【问题标题】:Kafka on Kubernetes - UNKNOWN_TOPIC_OR_PARTITION and LEADER_NOT_AVAILABLE errorKubernetes 上的 Kafka - UNKNOWN_TOPIC_OR_PARTITION 和 LEADER_NOT_AVAILABLE 错误
【发布时间】:2018-05-11 16:44:01
【问题描述】:

这是this 的后续问题。 我设法做到了以下几点:

  1. 为我的 5 个代理 Kafka 集群创建一个无头服务,用于代理间通信
  2. 为每个代理设置一项服务
    1. 每个服务都有一个外部 ip
    2. 每个服务只选择一个 pod,例如服务“kafka-0-es”选择 pod“kafka-0”
  3. pod 正确地通告了它们各自的外部 IP。我通过访问 ZooKeeper CLI 上的数据验证了这一点。

我使用 zkCli 创建了一个主题 test-topic 并验证它已创建。之后,我开始了 Kafka 控制台生产者。

.\kafka-console-producer.bat --broker-list EXTERNAL_IP_1:9093,EXTERNAL_IP_2:9093,EXTERNAL_IP_3:9093,EXTERNAL_IP_4:9093,EXTERNAL_IP_5:9093 --topic test-topic --property parse.key=true --property key.
separator=:
>afkjdshasdkfjhsdkjsf:128379127893123
>[2018-05-09 17:35:51,622] WARN [Producer clientId=console-producer] Got error produce response with correlation id 9 on topic-partition test-topic-0, retrying (2 attempts left). Error: UNKNOWN_TOPIC_OR_PARTITION (org.apache.kafka.clients.producer.internals.Sender)
[2018-05-09 17:35:51,623] WARN [Producer clientId=console-producer] Received unknown topic or partition error in produce request on partition test-topic-0. The topic/partition may not exist or the user may not have Describe access to it (org.apache.kafka.clients.producer.internals.Sender)
[2018-05-09 17:35:51,649] WARN [Producer clientId=console-producer] Error while fetching metadata with correlation id 10 : {test-topic=LEADER_NOT_AVAILABLE} (org.apache.kafka.clients.NetworkClient)
[2018-05-09 17:35:51,720] WARN [Producer clientId=console-producer] Got error produce response with correlation id 11 on topic-partition test-topic-0, retrying (1 attempts left).

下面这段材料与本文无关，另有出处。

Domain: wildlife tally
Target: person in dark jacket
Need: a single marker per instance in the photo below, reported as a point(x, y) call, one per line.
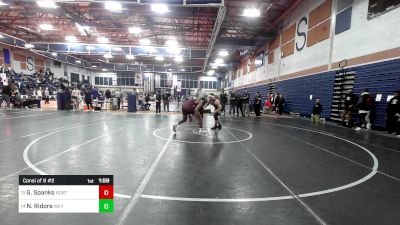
point(257, 104)
point(350, 102)
point(393, 114)
point(158, 102)
point(6, 95)
point(246, 102)
point(280, 103)
point(88, 99)
point(166, 98)
point(317, 110)
point(224, 100)
point(239, 105)
point(233, 102)
point(366, 106)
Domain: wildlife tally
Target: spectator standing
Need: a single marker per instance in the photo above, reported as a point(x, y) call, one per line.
point(88, 99)
point(200, 93)
point(224, 100)
point(75, 99)
point(366, 106)
point(108, 98)
point(393, 114)
point(6, 95)
point(95, 93)
point(158, 102)
point(350, 101)
point(280, 103)
point(166, 98)
point(317, 110)
point(239, 104)
point(46, 94)
point(233, 103)
point(246, 100)
point(268, 105)
point(257, 104)
point(275, 103)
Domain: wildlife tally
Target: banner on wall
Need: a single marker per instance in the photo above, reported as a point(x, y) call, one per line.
point(138, 78)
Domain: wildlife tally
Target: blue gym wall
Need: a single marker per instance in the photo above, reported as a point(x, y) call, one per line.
point(379, 78)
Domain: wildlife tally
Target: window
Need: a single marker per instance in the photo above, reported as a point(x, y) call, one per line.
point(379, 7)
point(260, 60)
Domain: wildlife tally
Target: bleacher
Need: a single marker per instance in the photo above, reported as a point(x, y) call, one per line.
point(380, 78)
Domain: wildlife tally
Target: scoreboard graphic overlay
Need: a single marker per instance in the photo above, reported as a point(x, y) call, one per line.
point(66, 194)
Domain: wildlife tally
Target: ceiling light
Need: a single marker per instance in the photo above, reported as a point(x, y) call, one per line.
point(178, 59)
point(130, 56)
point(102, 40)
point(219, 61)
point(159, 8)
point(82, 29)
point(172, 43)
point(113, 6)
point(223, 53)
point(149, 49)
point(47, 4)
point(135, 30)
point(70, 38)
point(175, 51)
point(144, 41)
point(29, 46)
point(108, 56)
point(251, 12)
point(45, 26)
point(159, 58)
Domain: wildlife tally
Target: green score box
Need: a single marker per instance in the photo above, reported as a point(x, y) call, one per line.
point(106, 205)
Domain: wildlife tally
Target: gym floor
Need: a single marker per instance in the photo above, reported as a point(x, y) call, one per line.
point(270, 171)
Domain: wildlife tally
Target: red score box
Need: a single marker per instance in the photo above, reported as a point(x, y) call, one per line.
point(106, 192)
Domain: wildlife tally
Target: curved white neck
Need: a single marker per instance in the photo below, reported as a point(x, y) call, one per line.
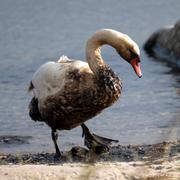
point(93, 46)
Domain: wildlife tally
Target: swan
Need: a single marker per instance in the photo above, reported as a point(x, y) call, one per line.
point(69, 92)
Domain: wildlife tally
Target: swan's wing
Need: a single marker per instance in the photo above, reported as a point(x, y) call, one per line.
point(51, 77)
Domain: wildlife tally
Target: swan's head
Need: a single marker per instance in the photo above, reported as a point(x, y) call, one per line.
point(130, 52)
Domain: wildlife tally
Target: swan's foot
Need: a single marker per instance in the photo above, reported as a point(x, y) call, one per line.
point(94, 142)
point(54, 135)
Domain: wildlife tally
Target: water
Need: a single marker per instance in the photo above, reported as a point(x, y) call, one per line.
point(33, 32)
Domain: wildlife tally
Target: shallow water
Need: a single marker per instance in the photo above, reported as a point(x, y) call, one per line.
point(33, 32)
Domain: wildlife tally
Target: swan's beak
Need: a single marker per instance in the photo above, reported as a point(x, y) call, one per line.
point(135, 63)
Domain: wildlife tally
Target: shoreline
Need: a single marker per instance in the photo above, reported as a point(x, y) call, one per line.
point(156, 161)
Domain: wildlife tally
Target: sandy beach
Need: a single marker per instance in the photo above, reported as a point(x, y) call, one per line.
point(157, 161)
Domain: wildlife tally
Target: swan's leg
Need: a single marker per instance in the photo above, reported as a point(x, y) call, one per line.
point(54, 135)
point(94, 142)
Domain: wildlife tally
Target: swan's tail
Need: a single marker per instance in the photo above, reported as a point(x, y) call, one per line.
point(63, 59)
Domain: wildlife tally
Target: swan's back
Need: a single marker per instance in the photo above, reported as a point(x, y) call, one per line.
point(53, 77)
point(68, 93)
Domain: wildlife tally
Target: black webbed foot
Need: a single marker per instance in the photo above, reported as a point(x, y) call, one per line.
point(58, 154)
point(94, 142)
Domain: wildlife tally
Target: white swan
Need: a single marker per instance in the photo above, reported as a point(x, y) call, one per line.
point(69, 92)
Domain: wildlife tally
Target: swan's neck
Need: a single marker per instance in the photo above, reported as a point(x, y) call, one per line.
point(93, 47)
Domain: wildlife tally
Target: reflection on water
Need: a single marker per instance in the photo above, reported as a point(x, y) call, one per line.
point(35, 32)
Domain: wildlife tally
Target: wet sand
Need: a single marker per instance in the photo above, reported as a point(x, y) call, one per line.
point(157, 161)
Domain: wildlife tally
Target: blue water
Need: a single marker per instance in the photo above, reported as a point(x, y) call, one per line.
point(33, 32)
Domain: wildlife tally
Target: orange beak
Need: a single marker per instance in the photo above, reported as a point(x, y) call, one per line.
point(135, 63)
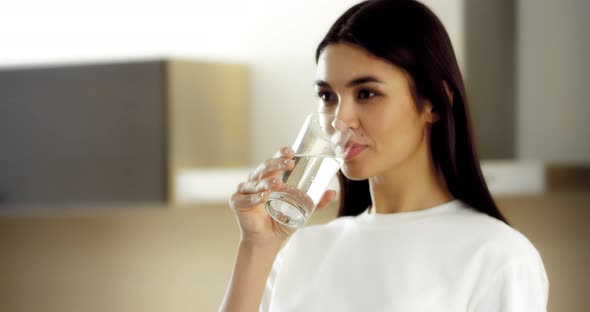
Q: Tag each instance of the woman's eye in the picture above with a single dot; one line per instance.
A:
(366, 94)
(325, 96)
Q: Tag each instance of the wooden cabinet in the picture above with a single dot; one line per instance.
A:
(118, 132)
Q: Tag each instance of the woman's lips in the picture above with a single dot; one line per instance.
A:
(355, 149)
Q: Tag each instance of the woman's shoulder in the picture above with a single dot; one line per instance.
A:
(494, 238)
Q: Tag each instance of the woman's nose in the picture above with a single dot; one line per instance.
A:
(346, 113)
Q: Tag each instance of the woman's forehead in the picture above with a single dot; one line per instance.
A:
(343, 62)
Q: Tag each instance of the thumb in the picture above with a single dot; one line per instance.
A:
(326, 199)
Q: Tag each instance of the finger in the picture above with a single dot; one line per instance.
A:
(258, 186)
(326, 199)
(241, 202)
(271, 167)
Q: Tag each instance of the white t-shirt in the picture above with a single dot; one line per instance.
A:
(445, 258)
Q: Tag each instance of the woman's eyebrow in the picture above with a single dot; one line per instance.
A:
(354, 82)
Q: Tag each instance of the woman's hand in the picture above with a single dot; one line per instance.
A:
(247, 203)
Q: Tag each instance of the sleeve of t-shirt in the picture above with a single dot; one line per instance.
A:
(519, 287)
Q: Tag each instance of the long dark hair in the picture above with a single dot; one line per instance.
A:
(408, 35)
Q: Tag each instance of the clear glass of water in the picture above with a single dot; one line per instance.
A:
(320, 149)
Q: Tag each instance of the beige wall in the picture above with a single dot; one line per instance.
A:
(180, 259)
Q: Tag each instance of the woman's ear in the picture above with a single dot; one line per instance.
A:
(449, 91)
(430, 115)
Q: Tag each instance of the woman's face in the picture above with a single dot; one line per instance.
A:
(374, 98)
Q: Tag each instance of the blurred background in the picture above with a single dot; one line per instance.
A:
(125, 126)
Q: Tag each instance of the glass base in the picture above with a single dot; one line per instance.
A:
(286, 210)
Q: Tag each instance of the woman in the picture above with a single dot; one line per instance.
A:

Error: UNKNOWN_TOPIC_OR_PARTITION (org.apache.kafka.clients.producer.internals.Sender)
[2018-05-09 17:35:51,720] WARN [Producer clientId=console-producer] Received unknown topic or partition error in produce request on partition test-topic-0. The topic/partition may not exist or the user may not have Describe access to it (org.apache.kafka.clients.producer.internals.Sender)
[2018-05-09 17:35:51,773] WARN [Producer clientId=console-producer] Error while fetching metadata with correlation id 12 : {test-topic=LEADER_NOT_AVAILABLE} (org.apache.kafka.clients.NetworkClient)
[2018-05-09 17:35:51,823] WARN [Producer clientId=console-producer] Got error produce response with correlation id 13 on topic-partition test-topic-0, retrying (0 attempts left). Error: UNKNOWN_TOPIC_OR_PARTITION (org.apache.kafka.clients.producer.internals.Sender)
[2018-05-09 17:35:51,823] WARN [Producer clientId=console-producer] Received unknown topic or partition error in produce request on partition test-topic-0. The topic/partition may not exist or the user may not have Describe access to it (org.apache.kafka.clients.producer.internals.Sender)
[2018-05-09 17:35:51,913] WARN [Producer clientId=console-producer] Error while fetching metadata with correlation id 14 : {test-topic=LEADER_NOT_AVAILABLE} (org.apache.kafka.clients.NetworkClient)
[2018-05-09 17:35:51,936] ERROR Error when sending message to topic test-topic with key: 20 bytes, value: 15 bytes with error: (org.apache.kafka.clients.producer.internals.ErrorLoggingCallback)
org.apache.kafka.common.errors.UnknownTopicOrPartitionException: This server does not host this topic-partition.
[2018-05-09 17:35:51,945] WARN [Producer clientId=console-producer] Received unknown topic or partition error in produce request on partition test-topic-0. The topic/partition may not exist or the user may not have Describe access to it (org.apache.kafka.clients.producer.internals.Sender)
[2018-05-09 17:35:52,034] WARN [Producer clientId=console-producer] Error while fetching metadata with correlation id 16 : {test-topic=LEADER_NOT_AVAILABLE} (org.apache.kafka.clients.NetworkClient)
[2018-05-09 17:35:52,161] WARN [Producer clientId=console-producer] Error while fetching metadata with correlation id 20 : {test-topic=LEADER_NOT_AVAILABLE} (org.apache.kafka.clients.NetworkClient)
[2018-05-09 17:40:52,288] WARN [Producer clientId=console-producer] Error while fetching metadata with correlation id 25 : {test-topic=LEADER_NOT_AVAILABLE} (org.apache.kafka.clients.NetworkClient)

根据 Zookeeper 的说法,我的 Kafka 代理“kafka-2”是该主题的领导者:

get /kafka/brokers/topics/test-topic/partitions/0/state

{"controller_epoch":5,"leader":2,"version":1,"leader_epoch":0,"isr":[2,1]} 

但是 pod kafka-2 在日志中抛出错误

[2018-05-09 15:21:02,524] ERROR [ReplicaFetcherThread-0-2], Error for partition [test-topic,0] to broker 2:org.apache.kafka.common.errors.UnknownTopicOrPartitionException: This server does not host this topic-partition. (kafka.server.ReplicaFetcherThread)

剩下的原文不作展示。